I’m coming up to a milestone in my life, as my son is about to leave home to start at university. He’s been such a good friend to me over the last nineteen years, I’ve kind of built my world around him, so it’s going to be tough to see him go.
It brings to mind a scene from my favourite movie It’s Complicated, where recently divorced Meryl Streep’s daughter leaves her beautiful Californian home for uni. There’s the wind in the trees outside the house, she’s giving her mum her very last hug, then getting into her car, and she says: “…really doing this!” The sense of her daughter’s excitement and nervous energy is beautifully counterpointed by her mother’s proud and silent grief.
We have to let go.
As children, we lose our best friends. Relationships fail. We’re migrants in a global economy. We’re bereaved. Learning how to lose someone gracefully is a huge life skill, it comes with bitter and enduring pain – sometimes we can manage it, sometimes we can’t.
I focus on the positives.
My son has been my soccer buddy, we’ve been going to our club’s every game for a decade. He’s been my official Disabled Helper since he was nine years old. As he’s moving away, my wife will bravely take up that role – I’ve bought a brand new picnic basket so we can pack sandwiches, squash and tea for the long wait in the car park before the match. That’s different, that’s new. I’ll be so sad not to see my boy next to me, but life goes on, and the football will be fantastic.

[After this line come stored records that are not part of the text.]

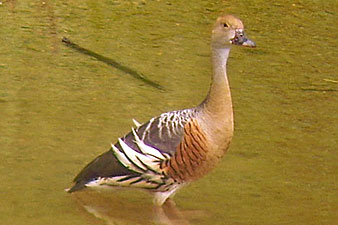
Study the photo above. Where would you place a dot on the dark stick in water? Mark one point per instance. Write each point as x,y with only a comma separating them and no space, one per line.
111,62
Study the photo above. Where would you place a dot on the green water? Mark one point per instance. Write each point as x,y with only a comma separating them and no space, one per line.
59,108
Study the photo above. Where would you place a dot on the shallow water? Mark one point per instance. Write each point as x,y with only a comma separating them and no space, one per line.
59,108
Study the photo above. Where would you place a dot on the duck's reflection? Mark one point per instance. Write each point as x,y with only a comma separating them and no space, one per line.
118,209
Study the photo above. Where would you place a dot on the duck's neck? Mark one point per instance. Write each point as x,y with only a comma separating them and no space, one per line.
218,105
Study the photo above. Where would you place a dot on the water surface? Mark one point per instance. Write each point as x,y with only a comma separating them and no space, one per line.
60,108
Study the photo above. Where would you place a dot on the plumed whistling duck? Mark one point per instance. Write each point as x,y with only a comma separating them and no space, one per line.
177,147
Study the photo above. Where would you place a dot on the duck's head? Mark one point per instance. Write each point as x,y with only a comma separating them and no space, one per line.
229,30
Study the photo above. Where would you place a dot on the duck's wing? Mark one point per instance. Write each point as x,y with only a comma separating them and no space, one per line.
138,158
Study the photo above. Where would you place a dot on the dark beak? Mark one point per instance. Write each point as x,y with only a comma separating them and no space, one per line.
241,39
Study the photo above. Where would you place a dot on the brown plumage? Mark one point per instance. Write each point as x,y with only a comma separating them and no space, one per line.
177,147
190,154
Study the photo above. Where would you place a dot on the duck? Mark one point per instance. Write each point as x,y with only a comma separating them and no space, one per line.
178,147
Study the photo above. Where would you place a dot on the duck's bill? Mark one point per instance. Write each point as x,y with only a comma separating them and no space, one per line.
241,39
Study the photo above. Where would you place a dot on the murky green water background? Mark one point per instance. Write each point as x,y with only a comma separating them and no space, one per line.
60,108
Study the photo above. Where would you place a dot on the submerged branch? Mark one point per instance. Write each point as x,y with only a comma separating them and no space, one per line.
111,62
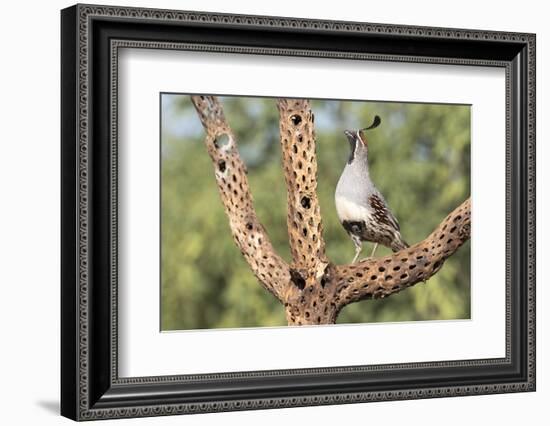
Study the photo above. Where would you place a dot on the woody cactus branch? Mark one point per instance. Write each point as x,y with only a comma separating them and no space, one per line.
305,228
312,289
230,172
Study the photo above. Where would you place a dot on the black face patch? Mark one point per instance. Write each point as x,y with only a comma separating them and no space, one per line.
355,227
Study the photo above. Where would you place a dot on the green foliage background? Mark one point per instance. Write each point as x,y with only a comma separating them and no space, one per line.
419,159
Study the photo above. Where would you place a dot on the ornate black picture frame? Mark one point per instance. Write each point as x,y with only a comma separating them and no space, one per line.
91,387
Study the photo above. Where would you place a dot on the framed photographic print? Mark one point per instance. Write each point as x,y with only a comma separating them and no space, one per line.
263,212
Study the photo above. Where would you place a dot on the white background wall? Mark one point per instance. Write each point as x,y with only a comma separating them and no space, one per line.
29,211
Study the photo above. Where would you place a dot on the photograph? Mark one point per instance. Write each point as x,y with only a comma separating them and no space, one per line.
265,198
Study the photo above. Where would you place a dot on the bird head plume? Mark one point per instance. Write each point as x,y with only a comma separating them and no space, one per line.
358,140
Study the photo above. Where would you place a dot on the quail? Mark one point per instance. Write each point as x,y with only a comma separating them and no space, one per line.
361,208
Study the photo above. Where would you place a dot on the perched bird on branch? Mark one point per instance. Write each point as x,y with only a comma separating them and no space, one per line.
361,208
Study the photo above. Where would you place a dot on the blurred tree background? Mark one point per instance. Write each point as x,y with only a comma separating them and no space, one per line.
419,159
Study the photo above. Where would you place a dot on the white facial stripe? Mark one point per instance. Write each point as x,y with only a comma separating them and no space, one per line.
348,210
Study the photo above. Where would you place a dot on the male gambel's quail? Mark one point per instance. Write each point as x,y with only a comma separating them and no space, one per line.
361,208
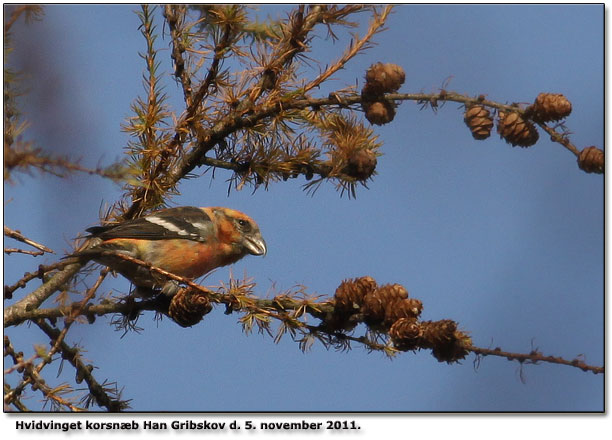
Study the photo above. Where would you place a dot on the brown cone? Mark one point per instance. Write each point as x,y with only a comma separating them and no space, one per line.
378,112
188,307
405,334
404,308
361,164
375,304
348,299
591,160
384,78
549,107
515,130
446,342
350,294
479,120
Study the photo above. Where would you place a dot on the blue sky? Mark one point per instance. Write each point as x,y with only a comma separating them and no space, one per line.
506,241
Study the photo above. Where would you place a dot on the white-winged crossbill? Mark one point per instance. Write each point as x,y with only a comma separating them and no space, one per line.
186,241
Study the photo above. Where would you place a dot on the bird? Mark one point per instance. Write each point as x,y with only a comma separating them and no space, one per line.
187,241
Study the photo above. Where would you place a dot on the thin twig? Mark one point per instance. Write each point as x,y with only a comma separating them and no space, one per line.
17,235
534,357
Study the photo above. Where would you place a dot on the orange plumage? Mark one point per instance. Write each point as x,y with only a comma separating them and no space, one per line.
185,241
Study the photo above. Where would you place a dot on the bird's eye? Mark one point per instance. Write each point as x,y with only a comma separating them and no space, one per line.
244,224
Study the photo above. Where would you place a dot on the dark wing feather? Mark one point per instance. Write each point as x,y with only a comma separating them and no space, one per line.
185,222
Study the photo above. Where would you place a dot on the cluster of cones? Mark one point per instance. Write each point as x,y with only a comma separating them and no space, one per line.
518,129
188,307
388,309
380,79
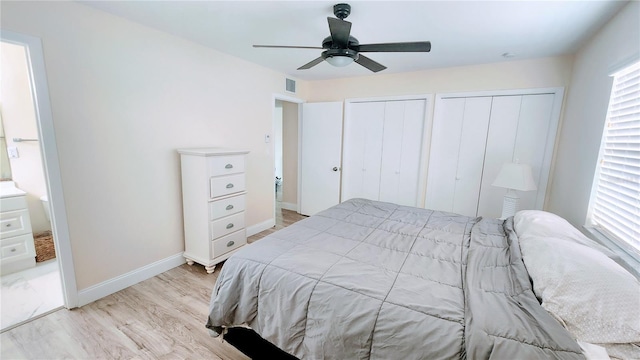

I’ll try not to text him too much.
Maybe once a week, if I can be disciplined. I’m guessing that a 19 year-old really doesn’t want to have his Dad messaging him – but I want to let him know I’m there, if he needs someone.
Of course, it is genuinely a little bit more complicated these days, with the technology we have at our fingertips. When I was that age, we just had telephone boxes and the Royal Mail – keeping in touch with someone involved real effort. Now, with our smart phones, the connections are not so easily broken.
So it goes. The earth spins, quietly magnificent, exquisite and uncaring. Love falls through the cracks of time and becomes unspoken forever. Our memories sustain us, we preserve them intricately and with reverence. I remember how my son used to get me a cup of tea at the football kiosk, how he saved to buy stickers for his album of famous players. How I held his hand in my prosthetic one when I walked him into primary school.
Words could not describe how much I love him, and how deeply I’ll miss having him in the house.
But the game goes on, and now he’s got his own new set of fixtures.
It’s about resilience. We can be proud of what we have to let go. Glad.